La sala del consiglio
La sala del consiglio

Firenze, 11 aprile 2021 - Il Var del consiglio regionale toscano non chiarisce, ma tra i consiglieri regionali in molti sanno il nome. L'autore della doppia bestemmia, prima dell'inizio della seduta del 7 aprile per ora non ha alzato un dito e  non ha chiesto scusa. Il presidente del consiglio regionale Antonio Mazzeo ha condannato immediatamente l’accaduto ma oltre, dice, non può spingersi.

Ci va comunque di mezzo, a parte l'educazione che dovrebbe essere sempre in primo piano, il rispetto istituzionale (del luogo, della carica che si riveste, dei cittadini che si rappresenta, dei colleghi degli altri raggruppamenti e del proprio). 

Tra i primi a sollevare il caso in diretta sono stati i consiglieri del Pd, Lucia De Robertis ("Chiedo di stigmatizzare l'accaduto e di risalire al responsabile" disse subito) e Iacopo Melio che hanno chiesto di condannare il gesto. Il capogruppo del Pd Vincenzo Ceccarelli, dopo giorni in cui nessuno ha detto ‘Sono stato io’ ha sottolineato oggi che “ci sono le registrazioni”.

Come a dire si intervenga. Mazzeo ha guardato e soprattutto sentito le registrazioni ma dice “che il video è oscurato prima dell'inizio della seduta” e che si sentono delle voci tra cui anche la bestemmia duplice.

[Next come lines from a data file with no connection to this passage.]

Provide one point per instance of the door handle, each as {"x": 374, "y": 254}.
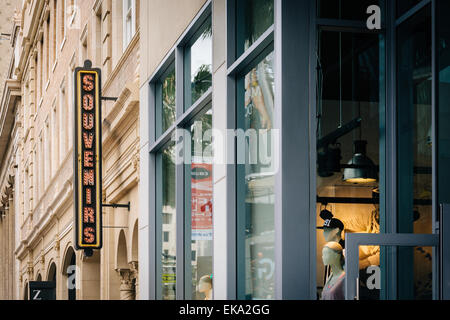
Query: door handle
{"x": 357, "y": 289}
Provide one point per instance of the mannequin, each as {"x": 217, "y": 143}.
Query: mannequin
{"x": 205, "y": 286}
{"x": 334, "y": 235}
{"x": 334, "y": 288}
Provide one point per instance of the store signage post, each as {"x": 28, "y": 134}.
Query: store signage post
{"x": 87, "y": 159}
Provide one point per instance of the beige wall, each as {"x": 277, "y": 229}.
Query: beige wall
{"x": 46, "y": 168}
{"x": 163, "y": 22}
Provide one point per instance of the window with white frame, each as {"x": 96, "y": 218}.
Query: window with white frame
{"x": 180, "y": 100}
{"x": 129, "y": 21}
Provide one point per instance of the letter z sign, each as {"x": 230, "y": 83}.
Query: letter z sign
{"x": 88, "y": 156}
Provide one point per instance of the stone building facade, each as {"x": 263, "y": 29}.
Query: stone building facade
{"x": 9, "y": 143}
{"x": 51, "y": 38}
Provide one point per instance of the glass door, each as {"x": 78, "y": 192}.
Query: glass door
{"x": 416, "y": 283}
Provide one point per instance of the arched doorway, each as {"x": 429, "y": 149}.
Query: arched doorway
{"x": 127, "y": 283}
{"x": 69, "y": 274}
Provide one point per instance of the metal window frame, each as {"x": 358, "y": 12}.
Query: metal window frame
{"x": 387, "y": 116}
{"x": 157, "y": 143}
{"x": 237, "y": 67}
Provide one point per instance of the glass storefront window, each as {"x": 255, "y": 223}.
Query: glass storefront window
{"x": 414, "y": 115}
{"x": 199, "y": 203}
{"x": 414, "y": 282}
{"x": 198, "y": 65}
{"x": 254, "y": 17}
{"x": 165, "y": 193}
{"x": 344, "y": 9}
{"x": 255, "y": 186}
{"x": 348, "y": 150}
{"x": 165, "y": 101}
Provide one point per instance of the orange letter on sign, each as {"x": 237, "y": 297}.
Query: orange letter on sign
{"x": 89, "y": 235}
{"x": 87, "y": 138}
{"x": 88, "y": 177}
{"x": 88, "y": 102}
{"x": 88, "y": 216}
{"x": 88, "y": 82}
{"x": 88, "y": 158}
{"x": 88, "y": 121}
{"x": 88, "y": 196}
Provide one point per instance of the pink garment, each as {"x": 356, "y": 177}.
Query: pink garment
{"x": 336, "y": 292}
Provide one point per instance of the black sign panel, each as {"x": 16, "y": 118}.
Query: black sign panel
{"x": 42, "y": 290}
{"x": 88, "y": 155}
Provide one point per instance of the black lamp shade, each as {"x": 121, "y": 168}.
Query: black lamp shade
{"x": 361, "y": 168}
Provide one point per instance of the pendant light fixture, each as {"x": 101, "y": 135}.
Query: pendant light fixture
{"x": 361, "y": 168}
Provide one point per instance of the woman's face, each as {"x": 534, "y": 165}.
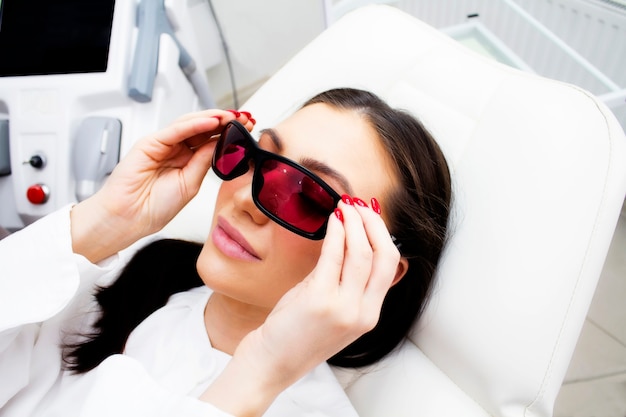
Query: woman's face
{"x": 252, "y": 259}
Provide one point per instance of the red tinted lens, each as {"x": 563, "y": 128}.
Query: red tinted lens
{"x": 231, "y": 150}
{"x": 294, "y": 197}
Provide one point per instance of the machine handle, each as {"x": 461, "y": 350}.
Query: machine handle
{"x": 149, "y": 23}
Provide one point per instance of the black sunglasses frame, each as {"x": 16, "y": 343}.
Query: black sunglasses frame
{"x": 257, "y": 155}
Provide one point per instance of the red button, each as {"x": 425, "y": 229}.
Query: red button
{"x": 38, "y": 193}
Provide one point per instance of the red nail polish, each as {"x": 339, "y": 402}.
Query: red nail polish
{"x": 339, "y": 215}
{"x": 375, "y": 205}
{"x": 359, "y": 202}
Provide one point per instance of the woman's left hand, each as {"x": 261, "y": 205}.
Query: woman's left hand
{"x": 335, "y": 304}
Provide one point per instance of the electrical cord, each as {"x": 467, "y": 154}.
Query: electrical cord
{"x": 226, "y": 56}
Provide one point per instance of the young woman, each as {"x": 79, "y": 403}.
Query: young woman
{"x": 324, "y": 241}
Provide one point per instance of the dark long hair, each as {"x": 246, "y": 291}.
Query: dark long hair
{"x": 418, "y": 209}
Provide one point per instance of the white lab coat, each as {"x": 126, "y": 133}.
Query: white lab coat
{"x": 45, "y": 295}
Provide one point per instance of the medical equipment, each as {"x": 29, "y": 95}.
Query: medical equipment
{"x": 80, "y": 81}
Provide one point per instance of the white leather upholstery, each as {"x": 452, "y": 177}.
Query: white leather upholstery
{"x": 539, "y": 171}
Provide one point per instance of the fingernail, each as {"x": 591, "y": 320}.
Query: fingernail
{"x": 347, "y": 199}
{"x": 375, "y": 205}
{"x": 339, "y": 215}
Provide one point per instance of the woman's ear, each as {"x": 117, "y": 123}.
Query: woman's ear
{"x": 403, "y": 266}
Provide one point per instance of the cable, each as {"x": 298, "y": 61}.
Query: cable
{"x": 226, "y": 55}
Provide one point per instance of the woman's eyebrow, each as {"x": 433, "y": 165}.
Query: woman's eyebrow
{"x": 310, "y": 163}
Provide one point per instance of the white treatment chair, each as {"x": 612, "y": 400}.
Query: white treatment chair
{"x": 539, "y": 171}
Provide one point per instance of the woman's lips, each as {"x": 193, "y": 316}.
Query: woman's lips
{"x": 232, "y": 243}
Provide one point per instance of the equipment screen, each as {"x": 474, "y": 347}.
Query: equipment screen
{"x": 39, "y": 37}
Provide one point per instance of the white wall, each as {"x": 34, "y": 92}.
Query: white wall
{"x": 262, "y": 36}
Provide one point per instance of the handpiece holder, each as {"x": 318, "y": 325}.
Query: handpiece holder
{"x": 152, "y": 21}
{"x": 95, "y": 153}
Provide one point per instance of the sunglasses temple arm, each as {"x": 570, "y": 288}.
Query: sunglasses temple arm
{"x": 395, "y": 242}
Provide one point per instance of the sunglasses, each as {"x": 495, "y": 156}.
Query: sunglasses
{"x": 283, "y": 190}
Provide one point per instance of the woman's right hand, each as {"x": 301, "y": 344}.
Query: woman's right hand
{"x": 150, "y": 185}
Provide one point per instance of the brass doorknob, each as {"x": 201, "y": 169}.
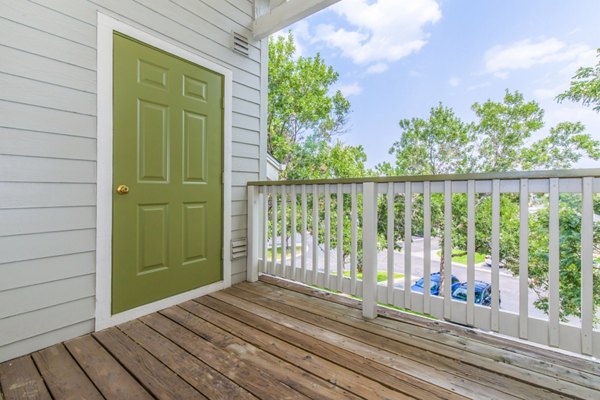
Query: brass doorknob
{"x": 122, "y": 189}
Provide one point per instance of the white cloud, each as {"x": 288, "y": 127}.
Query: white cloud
{"x": 350, "y": 89}
{"x": 379, "y": 32}
{"x": 479, "y": 86}
{"x": 524, "y": 54}
{"x": 377, "y": 68}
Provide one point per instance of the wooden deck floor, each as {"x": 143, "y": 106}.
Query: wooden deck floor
{"x": 276, "y": 340}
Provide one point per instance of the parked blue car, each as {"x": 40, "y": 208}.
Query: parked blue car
{"x": 435, "y": 284}
{"x": 483, "y": 293}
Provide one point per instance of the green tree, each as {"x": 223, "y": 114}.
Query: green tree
{"x": 440, "y": 144}
{"x": 585, "y": 87}
{"x": 570, "y": 256}
{"x": 302, "y": 113}
{"x": 305, "y": 120}
{"x": 502, "y": 130}
{"x": 500, "y": 134}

Ma “senza la certezza di chi sia stato non si può intervenire”. 

Tra le voci che si rincorrono tra i consiglieri sembra che il bestemmiatore sia appartenente a Fratelli d’Italia che ha cinque consiglieri (il capogruppo Francesco Torselli, Diego Petrucci, Gabriele Veneri, Vittorio Fantozzi, Alessandro Capecchi). “Martedì riunisco il gruppo e se c’è da fare chiarezza su questo aspetto tra di noi lo faremo senza alcun problema”, sottolinea il capogruppo di FdI Francesco Torselli

Iacopo Melio ha ricostruito sulla sua pagina facebook quanto avvenuto: “Poco prima dell’Inno in Consiglio regionale, un collega di opposizione, non accorgendosi di avere il microfono aperto da remoto, ha esclamato ben due bestemmie di fila. Nonostante il Presidente del Consiglio abbia subito richiamato alla chiusura dei microfoni, redarguendo senza fare nomi non avendo capito di chi si trattasse, ho riconosciuto immediatamente il consigliere in questione: per questo ho chiesto alla regia l'accesso alla registrazione dell’aula, nel pieno delle mie facoltà, e ho così avuto la conferma in un video inequivocabile di soli venti secondi”.

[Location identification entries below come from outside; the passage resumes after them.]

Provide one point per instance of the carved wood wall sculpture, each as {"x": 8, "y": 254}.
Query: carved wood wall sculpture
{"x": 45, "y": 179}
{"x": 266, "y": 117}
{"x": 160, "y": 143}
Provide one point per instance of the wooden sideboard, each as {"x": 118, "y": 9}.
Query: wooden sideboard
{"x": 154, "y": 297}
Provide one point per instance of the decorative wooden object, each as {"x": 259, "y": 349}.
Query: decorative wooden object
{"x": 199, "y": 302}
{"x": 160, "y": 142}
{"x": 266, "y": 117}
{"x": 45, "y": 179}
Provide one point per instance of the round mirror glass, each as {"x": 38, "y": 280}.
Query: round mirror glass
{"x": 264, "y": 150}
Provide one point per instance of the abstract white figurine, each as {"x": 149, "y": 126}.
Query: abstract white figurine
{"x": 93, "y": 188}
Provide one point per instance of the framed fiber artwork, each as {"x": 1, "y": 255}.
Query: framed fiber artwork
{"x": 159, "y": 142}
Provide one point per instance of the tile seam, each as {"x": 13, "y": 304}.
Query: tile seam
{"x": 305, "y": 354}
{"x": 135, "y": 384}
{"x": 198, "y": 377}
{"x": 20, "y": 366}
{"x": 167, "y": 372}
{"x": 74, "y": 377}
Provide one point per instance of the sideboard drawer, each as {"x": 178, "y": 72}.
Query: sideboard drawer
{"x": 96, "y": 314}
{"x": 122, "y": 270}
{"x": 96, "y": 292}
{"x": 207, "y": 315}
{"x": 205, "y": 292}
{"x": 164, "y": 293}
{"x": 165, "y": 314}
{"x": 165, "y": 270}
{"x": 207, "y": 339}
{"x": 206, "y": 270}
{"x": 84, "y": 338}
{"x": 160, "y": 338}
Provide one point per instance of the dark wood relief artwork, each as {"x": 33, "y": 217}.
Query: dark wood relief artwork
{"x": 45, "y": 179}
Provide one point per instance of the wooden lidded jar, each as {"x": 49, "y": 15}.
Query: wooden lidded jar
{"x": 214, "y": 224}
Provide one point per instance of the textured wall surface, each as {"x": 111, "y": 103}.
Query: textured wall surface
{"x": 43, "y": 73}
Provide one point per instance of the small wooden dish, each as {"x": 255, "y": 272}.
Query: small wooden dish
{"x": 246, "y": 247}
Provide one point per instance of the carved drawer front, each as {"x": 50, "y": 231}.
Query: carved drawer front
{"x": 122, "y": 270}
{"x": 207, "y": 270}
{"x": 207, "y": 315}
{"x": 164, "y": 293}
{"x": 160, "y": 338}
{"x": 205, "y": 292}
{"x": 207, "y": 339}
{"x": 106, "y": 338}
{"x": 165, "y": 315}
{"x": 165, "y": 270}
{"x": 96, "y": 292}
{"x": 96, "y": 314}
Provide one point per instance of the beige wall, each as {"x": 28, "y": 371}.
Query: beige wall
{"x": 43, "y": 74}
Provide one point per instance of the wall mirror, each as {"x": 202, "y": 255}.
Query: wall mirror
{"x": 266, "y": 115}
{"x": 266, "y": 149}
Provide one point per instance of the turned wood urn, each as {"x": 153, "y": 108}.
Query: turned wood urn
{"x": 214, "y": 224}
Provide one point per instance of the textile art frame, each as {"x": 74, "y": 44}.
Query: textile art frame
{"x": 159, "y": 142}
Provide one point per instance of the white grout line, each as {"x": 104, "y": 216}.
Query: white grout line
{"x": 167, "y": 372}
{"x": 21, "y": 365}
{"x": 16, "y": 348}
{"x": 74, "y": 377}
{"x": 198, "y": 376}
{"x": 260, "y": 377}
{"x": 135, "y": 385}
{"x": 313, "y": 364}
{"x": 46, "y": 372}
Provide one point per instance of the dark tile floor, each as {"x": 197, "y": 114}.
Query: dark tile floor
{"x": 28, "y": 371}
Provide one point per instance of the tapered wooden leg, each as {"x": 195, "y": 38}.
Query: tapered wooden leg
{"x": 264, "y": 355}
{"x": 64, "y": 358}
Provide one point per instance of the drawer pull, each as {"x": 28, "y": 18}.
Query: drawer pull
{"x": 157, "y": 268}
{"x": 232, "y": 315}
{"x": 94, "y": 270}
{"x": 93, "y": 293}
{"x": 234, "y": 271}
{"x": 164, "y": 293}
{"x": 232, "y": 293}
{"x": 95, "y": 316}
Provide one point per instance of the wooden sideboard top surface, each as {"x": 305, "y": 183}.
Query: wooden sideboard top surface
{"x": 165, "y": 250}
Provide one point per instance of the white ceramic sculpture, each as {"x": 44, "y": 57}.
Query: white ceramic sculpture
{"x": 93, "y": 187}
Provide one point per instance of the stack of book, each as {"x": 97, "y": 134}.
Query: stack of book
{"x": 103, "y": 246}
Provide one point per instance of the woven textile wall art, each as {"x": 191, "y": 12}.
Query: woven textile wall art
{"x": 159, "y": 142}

Insomma secondo quanto sostiene Melio dalle registrazioni si capisce chiaramente chi ha bestemmiato. “Curioso come una persona che in continuazione si atteggia da moralista, lamentandosi spesso della condotta maleducata degli altri durante i lavori, si lasci poi andare a certi episodi - continua Melio - . Nonostante il diritto di cronaca non mi impedisca di rivelarne l'identità, stavolta voglio con ottimismo sperare che il Consigliere, alla luce delle prove in archivio, sappia ammettere il grave gesto e dunque voglia chiedere scusa, cogliendo l'occasione per dare il buon esempio”.

È vero, sottolinea il consigliere del Pd, “ci sono sicuramente problemi più importanti da affrontare, ma un rappresentante dei cittadini dovrebbe agire costantemente, in ogni momento, in modo rispettoso e tollerante, oltre che coerente con i propri principi: o forse il concetto “Dio, patria e famiglia”, tanto difeso da costoro, vale solo a fasi alterne?. Confiderò sempre nel buon senso e nella civiltà umana. D’altra parte errare è umano, chiedere scusa è bello”. 

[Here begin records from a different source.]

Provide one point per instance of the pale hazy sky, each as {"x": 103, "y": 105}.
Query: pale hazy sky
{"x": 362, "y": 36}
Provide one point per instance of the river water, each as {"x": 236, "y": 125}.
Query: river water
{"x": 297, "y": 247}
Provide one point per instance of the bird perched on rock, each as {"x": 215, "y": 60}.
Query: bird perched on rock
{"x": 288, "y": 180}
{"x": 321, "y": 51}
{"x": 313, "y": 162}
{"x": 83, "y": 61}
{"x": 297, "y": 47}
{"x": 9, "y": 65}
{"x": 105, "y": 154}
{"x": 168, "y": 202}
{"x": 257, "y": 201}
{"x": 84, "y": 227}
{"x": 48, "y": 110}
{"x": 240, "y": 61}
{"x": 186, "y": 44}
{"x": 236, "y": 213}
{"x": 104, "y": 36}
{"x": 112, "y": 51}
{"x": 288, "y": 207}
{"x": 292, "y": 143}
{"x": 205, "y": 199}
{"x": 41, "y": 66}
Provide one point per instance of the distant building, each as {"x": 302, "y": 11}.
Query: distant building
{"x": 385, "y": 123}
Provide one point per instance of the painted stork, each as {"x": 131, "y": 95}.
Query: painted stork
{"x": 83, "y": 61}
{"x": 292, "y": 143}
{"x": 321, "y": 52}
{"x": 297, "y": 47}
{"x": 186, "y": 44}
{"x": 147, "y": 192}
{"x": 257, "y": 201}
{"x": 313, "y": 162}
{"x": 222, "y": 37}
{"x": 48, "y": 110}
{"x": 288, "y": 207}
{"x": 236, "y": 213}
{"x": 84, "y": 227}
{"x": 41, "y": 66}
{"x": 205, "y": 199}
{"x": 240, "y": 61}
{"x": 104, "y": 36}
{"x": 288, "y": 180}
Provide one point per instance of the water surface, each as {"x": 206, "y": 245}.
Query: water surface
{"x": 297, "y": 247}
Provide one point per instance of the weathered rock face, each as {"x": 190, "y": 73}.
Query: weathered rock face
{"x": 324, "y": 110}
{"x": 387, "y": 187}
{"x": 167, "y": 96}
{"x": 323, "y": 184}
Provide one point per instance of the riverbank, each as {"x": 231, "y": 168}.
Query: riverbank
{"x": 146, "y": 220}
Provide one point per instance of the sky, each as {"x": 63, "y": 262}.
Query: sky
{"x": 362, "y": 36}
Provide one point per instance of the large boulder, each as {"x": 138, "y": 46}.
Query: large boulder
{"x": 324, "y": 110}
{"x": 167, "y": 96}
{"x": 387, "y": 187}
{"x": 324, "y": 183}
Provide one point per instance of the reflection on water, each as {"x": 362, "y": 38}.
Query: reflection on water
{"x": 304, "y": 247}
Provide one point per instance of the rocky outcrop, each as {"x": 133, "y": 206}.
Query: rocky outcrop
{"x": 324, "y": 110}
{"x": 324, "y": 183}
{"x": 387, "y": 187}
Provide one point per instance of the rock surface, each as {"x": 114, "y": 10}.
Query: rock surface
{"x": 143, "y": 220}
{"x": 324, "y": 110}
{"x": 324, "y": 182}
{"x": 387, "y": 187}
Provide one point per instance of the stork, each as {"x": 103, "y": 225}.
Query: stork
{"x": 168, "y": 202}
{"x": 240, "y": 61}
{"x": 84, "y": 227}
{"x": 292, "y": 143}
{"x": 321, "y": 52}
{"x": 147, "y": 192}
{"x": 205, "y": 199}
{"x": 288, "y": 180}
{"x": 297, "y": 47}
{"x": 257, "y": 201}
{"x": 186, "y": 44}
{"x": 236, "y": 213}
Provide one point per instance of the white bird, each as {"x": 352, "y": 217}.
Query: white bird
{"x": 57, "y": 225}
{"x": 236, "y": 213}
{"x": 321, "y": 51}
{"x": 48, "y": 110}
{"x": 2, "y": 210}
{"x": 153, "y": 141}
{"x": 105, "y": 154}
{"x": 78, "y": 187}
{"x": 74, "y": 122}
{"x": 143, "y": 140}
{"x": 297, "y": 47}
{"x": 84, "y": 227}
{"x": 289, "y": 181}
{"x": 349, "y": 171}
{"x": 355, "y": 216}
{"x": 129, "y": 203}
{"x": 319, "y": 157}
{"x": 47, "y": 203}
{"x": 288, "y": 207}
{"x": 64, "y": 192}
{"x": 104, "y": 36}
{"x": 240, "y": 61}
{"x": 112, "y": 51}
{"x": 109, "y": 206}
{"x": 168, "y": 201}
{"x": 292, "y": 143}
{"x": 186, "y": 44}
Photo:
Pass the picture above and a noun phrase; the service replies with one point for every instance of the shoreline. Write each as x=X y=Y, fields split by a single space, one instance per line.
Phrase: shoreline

Il consiglio regionale toscano torna a riunirsi martedì pomeriggio. Da chiarire definitivamente se le registrazioni possono identificare o meno l'autore delle bestemmie (Melio dice di sì, Mazzeo di no) e se dentro Fratelli d'Italia si trova il 'colpevole' e si offrono pubbliche scuse. Per il doveroso rispetto istituzionale.